To find the area of the shaded region bounded by the curves $y = x - 1$ and $x = 3 - y^2$, we can set up an integral by determining the points of intersection and integrating the difference of the functions in terms of either $x$ or $y$.

Step-by-Step Solution:

1. Find the Points of Intersection:

   To find where $y = x - 1$ and $x = 3 - y^2$ intersect, substitute $y = x - 1$ into $x = 3 - y^2$.

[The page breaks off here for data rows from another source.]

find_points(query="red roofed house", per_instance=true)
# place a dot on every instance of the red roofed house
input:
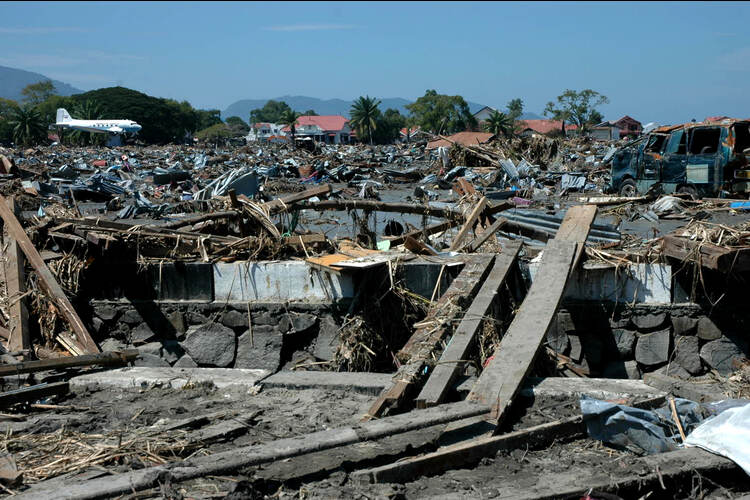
(412, 134)
(330, 129)
(531, 127)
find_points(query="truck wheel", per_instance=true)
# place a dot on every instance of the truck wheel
(628, 188)
(689, 190)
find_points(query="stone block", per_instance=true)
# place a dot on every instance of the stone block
(177, 320)
(259, 349)
(234, 319)
(131, 317)
(684, 325)
(624, 342)
(328, 339)
(720, 355)
(171, 351)
(707, 329)
(186, 362)
(649, 322)
(106, 312)
(141, 334)
(557, 339)
(296, 322)
(622, 369)
(111, 344)
(150, 360)
(653, 348)
(576, 349)
(687, 354)
(212, 344)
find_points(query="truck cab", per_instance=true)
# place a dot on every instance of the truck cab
(702, 159)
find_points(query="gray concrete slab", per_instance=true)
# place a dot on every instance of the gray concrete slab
(362, 382)
(600, 388)
(176, 378)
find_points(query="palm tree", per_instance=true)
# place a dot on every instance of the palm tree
(289, 117)
(27, 125)
(499, 123)
(364, 113)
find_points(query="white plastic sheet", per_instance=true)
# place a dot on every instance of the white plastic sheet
(727, 434)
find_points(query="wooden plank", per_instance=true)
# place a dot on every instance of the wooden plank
(452, 360)
(575, 227)
(470, 452)
(477, 242)
(15, 276)
(469, 224)
(238, 458)
(512, 360)
(81, 335)
(423, 342)
(105, 358)
(33, 393)
(280, 204)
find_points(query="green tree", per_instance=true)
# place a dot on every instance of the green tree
(237, 125)
(515, 108)
(576, 107)
(27, 125)
(7, 110)
(389, 125)
(163, 120)
(440, 113)
(499, 124)
(86, 110)
(217, 133)
(207, 118)
(365, 114)
(36, 93)
(271, 112)
(289, 118)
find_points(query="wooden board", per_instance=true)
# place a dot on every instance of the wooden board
(451, 364)
(469, 224)
(431, 331)
(15, 276)
(80, 337)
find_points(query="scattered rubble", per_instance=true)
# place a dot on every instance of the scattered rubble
(180, 321)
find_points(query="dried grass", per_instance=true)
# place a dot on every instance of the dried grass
(44, 456)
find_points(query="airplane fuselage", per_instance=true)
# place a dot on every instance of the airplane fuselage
(102, 126)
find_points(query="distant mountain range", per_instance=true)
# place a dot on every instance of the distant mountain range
(341, 107)
(13, 81)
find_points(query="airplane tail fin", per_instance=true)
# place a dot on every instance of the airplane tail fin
(63, 116)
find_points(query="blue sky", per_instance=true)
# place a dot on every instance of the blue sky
(665, 62)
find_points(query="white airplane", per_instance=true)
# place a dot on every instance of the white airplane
(101, 126)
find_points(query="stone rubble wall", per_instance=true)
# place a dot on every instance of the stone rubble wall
(626, 342)
(217, 334)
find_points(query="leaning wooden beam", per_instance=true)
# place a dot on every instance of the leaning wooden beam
(80, 338)
(469, 224)
(707, 254)
(576, 227)
(15, 279)
(477, 242)
(512, 360)
(470, 452)
(239, 458)
(452, 360)
(379, 206)
(281, 204)
(105, 358)
(423, 342)
(33, 393)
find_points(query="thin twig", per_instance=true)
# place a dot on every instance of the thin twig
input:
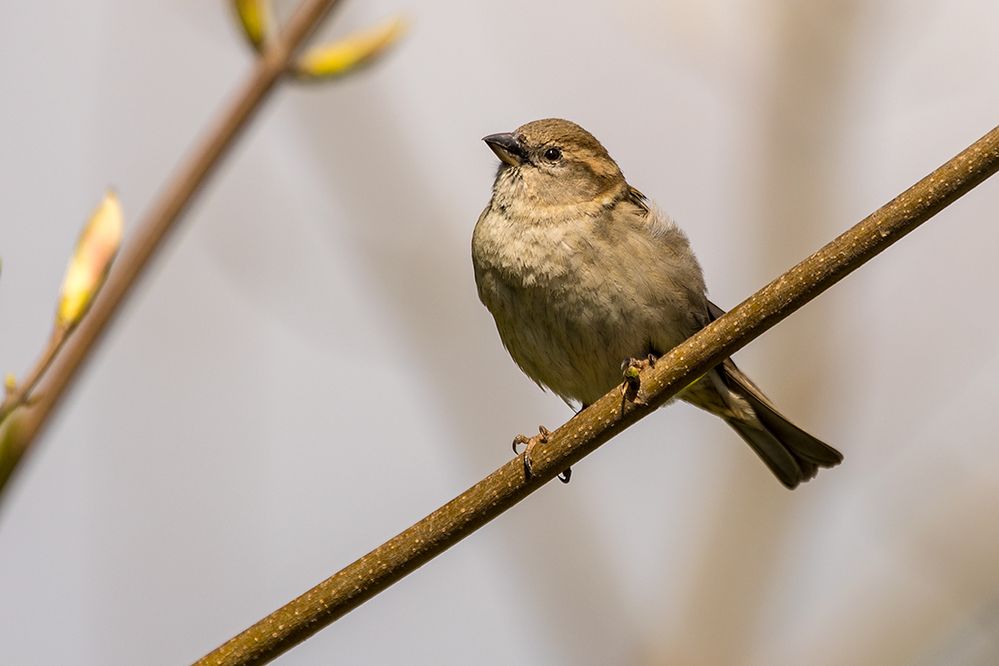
(595, 425)
(162, 218)
(22, 392)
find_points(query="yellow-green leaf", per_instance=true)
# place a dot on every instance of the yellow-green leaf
(254, 15)
(349, 53)
(95, 250)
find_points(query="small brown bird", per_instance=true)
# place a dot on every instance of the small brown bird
(581, 272)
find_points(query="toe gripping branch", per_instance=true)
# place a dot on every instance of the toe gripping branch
(632, 370)
(529, 443)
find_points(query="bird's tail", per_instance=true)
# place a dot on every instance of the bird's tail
(791, 453)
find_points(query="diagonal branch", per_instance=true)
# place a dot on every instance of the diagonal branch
(161, 219)
(610, 415)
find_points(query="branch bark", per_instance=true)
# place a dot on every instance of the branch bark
(404, 553)
(161, 219)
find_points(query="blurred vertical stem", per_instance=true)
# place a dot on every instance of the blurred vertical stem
(161, 219)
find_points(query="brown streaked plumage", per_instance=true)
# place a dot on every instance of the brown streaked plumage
(581, 272)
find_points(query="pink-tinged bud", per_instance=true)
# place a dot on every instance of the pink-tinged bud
(95, 250)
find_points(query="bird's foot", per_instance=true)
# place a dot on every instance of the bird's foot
(632, 368)
(529, 443)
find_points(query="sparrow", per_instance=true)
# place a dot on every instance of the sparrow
(581, 272)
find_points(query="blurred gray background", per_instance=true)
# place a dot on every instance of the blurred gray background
(307, 370)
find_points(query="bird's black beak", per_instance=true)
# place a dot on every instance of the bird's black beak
(507, 148)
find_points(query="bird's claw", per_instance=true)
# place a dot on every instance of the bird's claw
(529, 443)
(632, 368)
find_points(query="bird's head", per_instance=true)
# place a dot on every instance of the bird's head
(554, 163)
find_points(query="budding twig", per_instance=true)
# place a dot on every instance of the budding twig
(161, 219)
(595, 425)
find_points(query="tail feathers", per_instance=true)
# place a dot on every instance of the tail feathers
(791, 453)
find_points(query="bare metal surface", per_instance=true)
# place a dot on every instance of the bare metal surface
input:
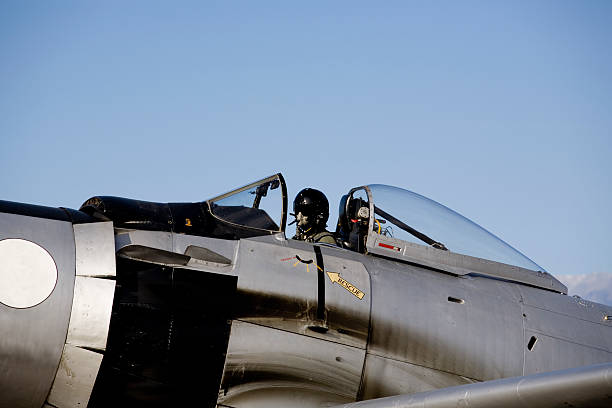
(413, 321)
(95, 249)
(28, 273)
(171, 249)
(32, 339)
(273, 368)
(589, 386)
(383, 377)
(91, 312)
(75, 378)
(460, 264)
(280, 279)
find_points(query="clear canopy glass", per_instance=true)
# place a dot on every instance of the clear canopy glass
(411, 217)
(258, 205)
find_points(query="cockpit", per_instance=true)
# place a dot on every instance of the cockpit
(377, 219)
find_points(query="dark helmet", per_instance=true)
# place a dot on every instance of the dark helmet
(312, 203)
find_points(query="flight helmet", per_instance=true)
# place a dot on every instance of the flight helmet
(313, 204)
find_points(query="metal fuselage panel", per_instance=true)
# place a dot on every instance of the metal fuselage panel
(32, 338)
(414, 330)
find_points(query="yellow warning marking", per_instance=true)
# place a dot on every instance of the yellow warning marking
(336, 278)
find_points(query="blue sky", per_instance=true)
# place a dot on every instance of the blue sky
(499, 110)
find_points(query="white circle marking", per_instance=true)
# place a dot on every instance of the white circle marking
(28, 273)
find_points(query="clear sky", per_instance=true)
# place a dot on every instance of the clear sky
(499, 110)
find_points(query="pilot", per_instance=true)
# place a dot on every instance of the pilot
(311, 211)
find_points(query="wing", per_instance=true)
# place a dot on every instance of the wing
(588, 386)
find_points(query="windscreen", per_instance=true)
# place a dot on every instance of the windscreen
(411, 217)
(259, 205)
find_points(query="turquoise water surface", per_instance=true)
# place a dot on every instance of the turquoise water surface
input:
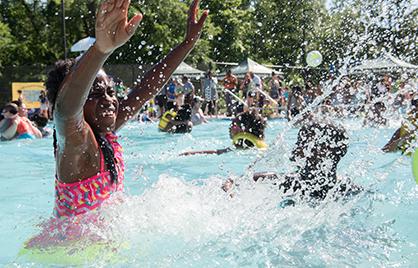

   Substitute: $x = 3 - (x - 1)^2$

   Expand $(x - 1)^2$: $x = 3 - (x^2 - 2x + 1)$ $x = 3 - x^2 + 2x - 1$ $x^2 - 3x + 2 = 0$ Factor the equation: $(x - 1)(x - 2) = 0$ So, $x = 1$ and $x = 2$.

   For $x = 1$: $y = 1 - 1 = 0$ For $x = 2$: $y = 2 - 1 = 1$

   Therefore, the points of intersection are $(1, 0)$ and $(2, 1)$.

2. Set Up the Integral:

   Since we have $x$ as a function of $y$ for $x = 3 - y^2$, we can integrate with respect to $y$ from $y = 0$ to $y = 1$.

   The area $A$ is given by: $A = \int_{0}^{1} \left( (y + 1) - (3 - y^2) \right) \, dy$ Simplify the integrand: $A = \int_{0}^{1} \left( y + 1 - 3 + y^2 \right) \, dy$ $A = \int_{0}^{1} \left( y^2 + y - 2 \right) \, dy$

3. Integrate:

   Integrate each term separately: $A = \int_{0}^{1} y^2 \, dy + \int_{0}^{1} y \, dy - \int_{0}^{1} 2 \, dy$

   Calculate each integral: $\int_{0}^{1} y^2 \, dy = \left[ \frac{y^3}{3} \right]_{0}^{1} = \frac{1}{3}$ $\int_{0}^{1} y \, dy = \left[ \frac{y^2}{2} \right]_{0}^{1} = \frac{1}{2}$ $\int_{0}^{1} 2 \, dy = \left[ 2y \right]_{0}^{1} = 2$

   So, $A = \frac{1}{3} + \frac{1}{2} - 2$

   Combine terms: [ A = \frac{1}{3} + \frac{1}{2} - \frac{6}{3} = \frac{1 + 1.5 - 6}{3} = \frac{-3.